On 31 Mar 2004 12:50:53 -0600, Jack O'Quin <joq(a)io.com> wrote:
On 31 Mar 2004 11:39:36 -0600, Jack O'Quin
<joq(a)io.com> wrote:
> It doesn't look all that expensive. The magic is done by a platform-
> dependent compare-and-swap operation. On some SMP machines that can
> be slow, but generally only in high-contention situations (AFAIK).
Arve Knudsen <aknuds-1(a)broadpark.no> writes:
According to the comments it could involve a
memory lock though,
wouldnt this be expensive either way?
Dunno. Depends on the machine implementation.
On the SMP machines I worked with a while back, the cost of a compare
and swap was about 15 or 20 cycles (IIRC) when the cache line was
available in the current CPU, but maybe ten times that if there was a
dirty copy in some other CPU. These things tend to scale with memory
and cache latencies more than with CPU speed, so the effect has likely
become even more pronounced.
For realtime, we need to look at the worst-case, so I guess that can
be pretty bad. Still, even the worst case might be acceptable if it
only happens twice per buffer.
What about pthread_kill with a user defined signal
(SIGRTMIN <= sig <=
SIGRTMAX), where the handler will call pthread_exit? Then the registered
cleanup functions should be invoked as usual.
Maybe we could
introduce a compile time conditional, and/or an
environment variable (default would be on)? Perhaps the canary could
be conditional as well.
I don't see a compile-time option being much use. PortAudio is a
shared library, its users will generally all run the same binary.

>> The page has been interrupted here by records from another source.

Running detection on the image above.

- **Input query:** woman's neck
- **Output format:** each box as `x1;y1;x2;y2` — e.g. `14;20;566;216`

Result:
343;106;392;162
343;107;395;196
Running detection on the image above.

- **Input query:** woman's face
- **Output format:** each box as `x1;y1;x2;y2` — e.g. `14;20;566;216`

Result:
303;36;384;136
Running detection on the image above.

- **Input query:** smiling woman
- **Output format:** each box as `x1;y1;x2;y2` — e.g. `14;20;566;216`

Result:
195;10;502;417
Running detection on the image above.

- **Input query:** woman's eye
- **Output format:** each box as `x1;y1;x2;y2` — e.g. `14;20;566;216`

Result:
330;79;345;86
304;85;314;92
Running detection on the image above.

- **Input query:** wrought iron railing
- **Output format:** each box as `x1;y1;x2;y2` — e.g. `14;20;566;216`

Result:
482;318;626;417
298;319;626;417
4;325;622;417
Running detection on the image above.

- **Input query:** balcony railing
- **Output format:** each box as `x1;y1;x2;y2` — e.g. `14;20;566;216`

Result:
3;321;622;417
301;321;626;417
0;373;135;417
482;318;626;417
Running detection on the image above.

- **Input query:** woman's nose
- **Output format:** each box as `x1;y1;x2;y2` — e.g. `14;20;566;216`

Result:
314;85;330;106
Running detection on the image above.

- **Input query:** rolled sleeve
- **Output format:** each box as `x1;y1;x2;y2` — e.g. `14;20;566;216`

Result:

An environment variable is clumsy, but would work. Is there any
mechanism in PA for setting host-dependent options?
Of course I could provide
extension functions accepting a PaStream *
instead, I think it would be a better idea. You would have to include
pa_linux_alsa.h. Eventually I'm thinking this stuff should be part of the
common pa_unix utility functions, so an extension for the UNIX
implementations could be introduced.